Reato di tortura, la Camera verso il sì al ddl. Ecco cosa prevede il testo
La Camera si appresta, non senza polemiche, ad approvare il ddl sul reato di tortura, che tuttavia diverrà legge solo fra diverse settimane visto che il testo tornerà al Senato.
I punti chiave della legge
Ecco i punti chiave della legge che arriva sull’onda della sentenza di condanna della Corte dei Strasburgo per i fatti di Genova e che ha, tra i suoi riferimenti principali la Convenzione Onu contro la Tortura, firmata (anche dall’Italia) a New York nel 1984. L’art. 1 prevede che quello di tortura sia un reato comune, punibile con la reclusione da 4 a 10 anni e ascrivibile a chiunque “con violenza o minaccia ovvero con violazione dei propri obblighi di protezione o assistenza, intenzionalmente cagiona a una persona a lui affidata, o comunque sottoposta a sua autorità, vigilanza o custodia, acute sofferenze fisiche o psichiche” per “ottenere informazioni o dichiarazioni, per infliggere una punizione, per vincere una resistenza” o “in ragione dell’appartenenza etnica, dell’orientamento sessuale o delle opinioni politiche o religiose”. Ma in Aula scoppia la querelle sul fatto che il reato scatti solo nel caso la vittima sia affidata alla vigilanza del presunto colpevole. Una fattispecie che, secondo il M5S, escluderebbe, di fatto, che avvenimenti come quelli della Diaz possano essere puntiti per reato di tortura.

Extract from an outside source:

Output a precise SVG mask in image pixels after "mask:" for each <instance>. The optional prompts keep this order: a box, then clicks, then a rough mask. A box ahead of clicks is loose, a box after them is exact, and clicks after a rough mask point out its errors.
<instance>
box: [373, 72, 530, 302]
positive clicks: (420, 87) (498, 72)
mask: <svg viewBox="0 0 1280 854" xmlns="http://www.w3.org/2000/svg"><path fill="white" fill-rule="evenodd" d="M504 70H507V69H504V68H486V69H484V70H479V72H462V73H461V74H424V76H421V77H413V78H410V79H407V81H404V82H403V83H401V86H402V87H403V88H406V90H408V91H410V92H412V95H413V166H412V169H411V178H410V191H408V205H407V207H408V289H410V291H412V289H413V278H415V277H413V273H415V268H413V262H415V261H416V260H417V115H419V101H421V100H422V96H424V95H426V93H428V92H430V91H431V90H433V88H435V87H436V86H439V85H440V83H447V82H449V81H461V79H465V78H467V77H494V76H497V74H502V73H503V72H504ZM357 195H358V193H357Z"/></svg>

Le aggravanti: pena aumentata di 2/3 se la vittima muore
Scatta l’aggravante quando a commettere il reato è proprio un pubblico ufficiale che agisce con abuso di potere o violando i doveri inerenti alla sua funzione. In questo caso, con un emendamento approvato oggi, la pena massima è di 15 (e non più 12) di carcere, la minima di 5, con una ‘postilla’: la sofferenza inflitta deve essere “ulteriore” rispetto all’esecuzione delle legittime misure privative o limitative dei diritti. La pena, per pubblici ufficiali e non, sale di 1/3 in caso di gravi lesioni, di 2/3 per morte non voluta della vittima e si trasforma in ergastolo in caso di decesso causato volontariamente. La legge introduce inoltre il reato di istigazione del pubblico ufficiale (ad altro pubblico ufficiale) a commettere tortura: da 1 a 6 anni di reclusione la pena prevista.

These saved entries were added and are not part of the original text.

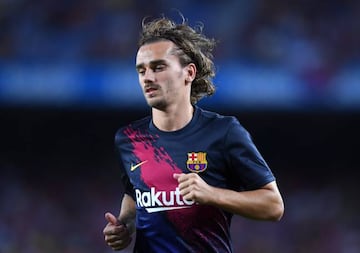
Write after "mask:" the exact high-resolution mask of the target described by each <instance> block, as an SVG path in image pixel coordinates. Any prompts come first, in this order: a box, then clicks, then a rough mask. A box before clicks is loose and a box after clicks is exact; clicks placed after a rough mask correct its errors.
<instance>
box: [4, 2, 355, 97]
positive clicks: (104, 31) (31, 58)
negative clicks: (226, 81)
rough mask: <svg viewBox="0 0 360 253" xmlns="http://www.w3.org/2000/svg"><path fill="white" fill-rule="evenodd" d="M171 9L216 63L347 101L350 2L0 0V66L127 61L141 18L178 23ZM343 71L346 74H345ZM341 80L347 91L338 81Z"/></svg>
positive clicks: (352, 89) (354, 65)
mask: <svg viewBox="0 0 360 253" xmlns="http://www.w3.org/2000/svg"><path fill="white" fill-rule="evenodd" d="M178 12H181V13H182V14H183V15H184V16H185V18H186V19H187V20H188V22H189V23H190V24H191V25H193V26H197V25H201V24H203V25H204V33H205V34H206V35H208V36H210V37H213V38H215V39H216V40H218V42H219V44H218V47H217V48H216V51H215V52H214V55H215V61H216V63H219V65H220V66H224V67H225V68H226V66H227V65H226V64H224V62H225V63H230V64H232V63H243V64H245V65H246V66H265V67H267V68H270V69H271V67H275V68H276V67H280V68H281V69H283V70H285V71H287V73H290V75H292V76H295V77H296V79H297V80H299V81H300V82H301V83H302V84H304V86H305V87H306V88H310V93H313V94H314V96H315V97H317V96H319V97H320V96H322V95H323V94H325V95H327V93H335V94H336V93H341V94H343V93H344V96H345V98H344V99H343V100H346V97H347V96H350V97H351V96H353V95H352V94H353V93H354V92H355V93H356V94H358V93H359V91H358V90H357V89H356V83H357V81H356V80H358V79H359V77H358V76H357V75H356V71H355V72H354V71H353V69H354V68H355V69H356V68H358V67H359V64H360V32H359V29H358V27H359V26H360V19H359V18H358V16H359V15H360V2H359V1H356V0H341V1H340V0H331V1H325V2H324V1H310V0H294V1H291V2H289V1H285V0H274V1H266V0H254V1H247V0H240V1H239V0H227V1H220V0H210V1H204V0H195V1H190V0H184V1H175V0H168V1H165V0H155V1H151V3H149V2H147V1H144V0H124V1H117V0H105V1H95V0H76V1H70V0H65V1H55V0H36V1H35V0H0V64H7V63H30V64H31V63H34V62H35V63H44V62H45V63H48V62H52V63H60V64H63V65H64V64H65V66H67V65H66V64H69V66H70V64H74V63H75V64H79V63H80V64H85V65H86V64H89V63H91V64H92V63H95V64H101V63H118V62H123V63H127V64H129V65H131V66H132V64H133V61H134V55H135V52H136V49H137V38H138V34H139V30H140V28H141V22H142V20H143V18H144V17H148V18H150V19H151V18H157V17H159V16H161V15H165V16H170V17H172V18H174V19H175V20H177V21H179V22H180V21H181V17H180V16H179V13H178ZM348 69H350V70H351V71H352V72H351V75H350V77H347V76H346V75H345V77H344V76H343V75H342V74H343V73H344V70H348ZM345 73H347V72H345ZM354 80H355V81H354ZM344 82H346V83H347V85H349V88H348V89H350V91H348V90H347V88H341V87H340V88H339V87H338V86H339V83H340V84H341V83H344ZM350 83H353V84H350ZM330 86H335V88H334V89H335V91H334V90H330V88H331V87H330ZM337 89H341V91H337ZM342 89H344V90H342ZM354 89H355V91H354V92H352V91H353V90H354ZM309 96H311V95H309ZM339 96H340V95H339ZM356 98H357V97H355V100H356ZM330 99H331V100H334V99H333V98H330Z"/></svg>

Più difficili le espulsioni dei clandestini
L’art. 1 è l’asse di una legge che, tuttavia, interviene anche su espulsioni, immunità diplomatiche e estradizioni. Si vietano, infatti, espulsioni o respingimenti verso uno Stato nel quale, basandosi su fondati motivi, il respinto rischi di essere sottoposto a tortura. Un punto che ha fatto andare la Lega su tutte le furie che lo considera un cavallo di Troia salva-clandestini. Infatti sarà impossibile respingere ed espellere clandestini se nei rispettivi Paesi d’origine siano accertate ‘violazioni sistematiche’ dei diritti umani, nonostante il testo unico sull’immigrazione già preveda tutele per i rimpatriati e gli espulsi a rischio persecuzione.

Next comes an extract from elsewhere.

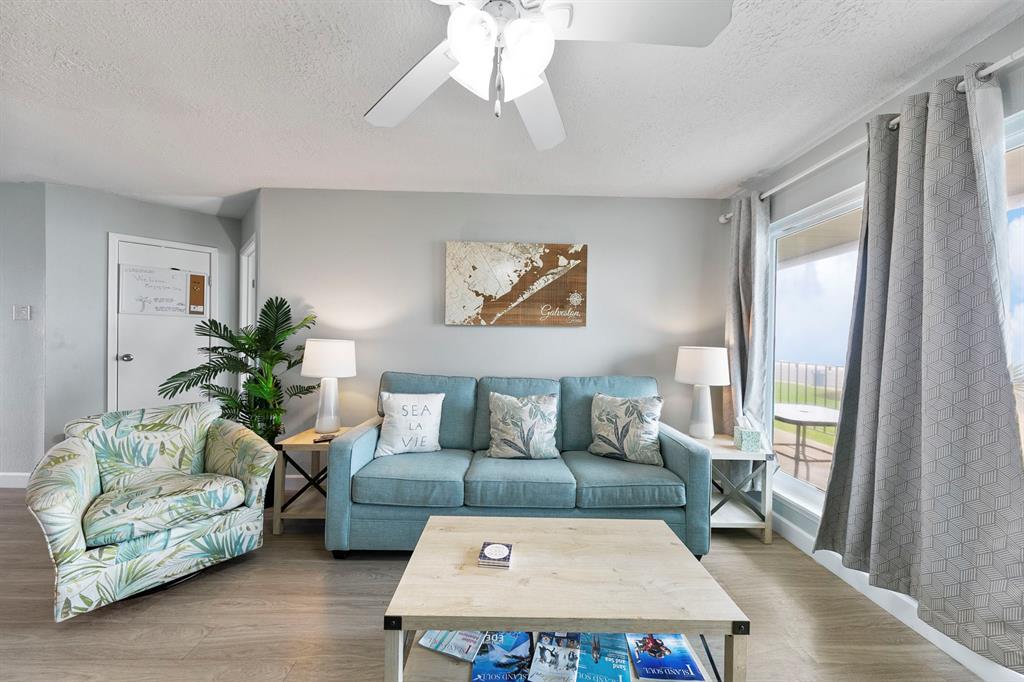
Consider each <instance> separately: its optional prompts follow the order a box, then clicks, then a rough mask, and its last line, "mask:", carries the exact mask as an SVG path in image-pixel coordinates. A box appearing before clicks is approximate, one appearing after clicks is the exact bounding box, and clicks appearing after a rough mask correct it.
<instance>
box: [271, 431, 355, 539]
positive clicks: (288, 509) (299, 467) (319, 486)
mask: <svg viewBox="0 0 1024 682" xmlns="http://www.w3.org/2000/svg"><path fill="white" fill-rule="evenodd" d="M347 430H348V428H342V429H339V430H338V431H337V432H336V433H335V436H339V435H341V434H342V433H344V432H345V431H347ZM319 435H322V434H319V433H316V431H315V429H306V430H305V431H302V432H301V433H296V434H295V435H293V436H289V437H287V438H282V439H281V440H279V441H278V464H276V466H275V467H274V470H273V524H272V529H273V535H275V536H280V535H281V530H282V528H283V526H284V521H285V519H286V518H326V517H327V491H326V489H324V485H323V483H324V481H326V480H327V462H326V460H325V461H324V466H323V468H322V467H321V456H322V455H327V454H328V453H329V452H330V450H331V441H330V440H328V441H325V442H314V439H315V438H316V437H317V436H319ZM295 453H309V464H310V466H309V471H306V470H305V469H303V468H302V466H301V465H300V464H299V463H298V462H296V461H295V460H294V459H292V457H291V455H290V454H295ZM289 464H291V465H292V468H293V469H295V470H296V471H297V472H298V473H299V474H301V475H302V477H303V478H305V479H306V482H305V484H303V486H302V487H301V488H299V492H298V493H295V494H294V495H292V497H290V498H289V499H288V500H285V475H286V473H287V471H288V465H289Z"/></svg>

Laffranco (FI): norma inutile
Il deputato azzurro Pietro Laffranco parla di norma inutile perché già vi sono ipotesi di reato sufficienti (lesioni, minacce omicidio…), ma “soprattutto ingiusta e dannosa, perché finalizzata ad intimidire le forze dell’ordine, rendendole impotenti dinanzi al dilagare della criminalità”.